Mais au lancement j'ai ceci

 *Quote:*   

> Error: Errors were found at line 5 while processing ./Windows7.cfg:            else:
> 
> 

 

Et je ne comprends pas le soucis.

Ai-je un problème de Python ou je ne sais quoi ?

Merci d'avance pour vos conseils.

Cordialement,

Spy20

----------

## xaviermiller

pas de ":" après le else ?

----------

## spy20

Je ne suis pas certains car le ":" est également présent sur le IF

----------

## xaviermiller

Si tu n'est pas certain, vérifie la doc  :Wink: 

----------

## spy20

J'ai essayé avec et sans, le résultat est le même ; même erreur.
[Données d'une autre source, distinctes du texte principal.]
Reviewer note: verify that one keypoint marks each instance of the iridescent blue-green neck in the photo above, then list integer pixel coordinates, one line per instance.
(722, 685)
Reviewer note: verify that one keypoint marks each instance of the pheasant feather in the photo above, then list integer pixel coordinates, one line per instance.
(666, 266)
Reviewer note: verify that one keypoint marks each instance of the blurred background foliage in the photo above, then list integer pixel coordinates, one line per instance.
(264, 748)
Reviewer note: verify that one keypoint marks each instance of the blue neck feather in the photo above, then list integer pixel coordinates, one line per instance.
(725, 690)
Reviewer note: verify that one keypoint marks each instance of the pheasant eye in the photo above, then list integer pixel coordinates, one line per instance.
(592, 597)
Je me suis appuyé sur ceci

http://www.virtuatopia.com/index.php/Installing_and_Running_Windows_7_as_a_Xen_HVM_domainU_Guest

Et si suppression du début de fichier je me retrouve avec ceci

spy20 xen # xm create Windows7.cfg 

Using config file "./Windows7.cfg".

Error: Errors were found at line 7 while processing ./Windows7.cfg:

                kernel = "/usr/lib/xen/boot/hvmloader"

Or le fichier existe bien

spy20 xen # ls -l /usr/lib/xen/boot/hvmloader

*-rw-r--r-- 1 root root 459736  3 mai   11:25 /usr/lib/xen/boot/hvmloader

J'ai dû loupé un truc, et je comprends pas le blocage

----------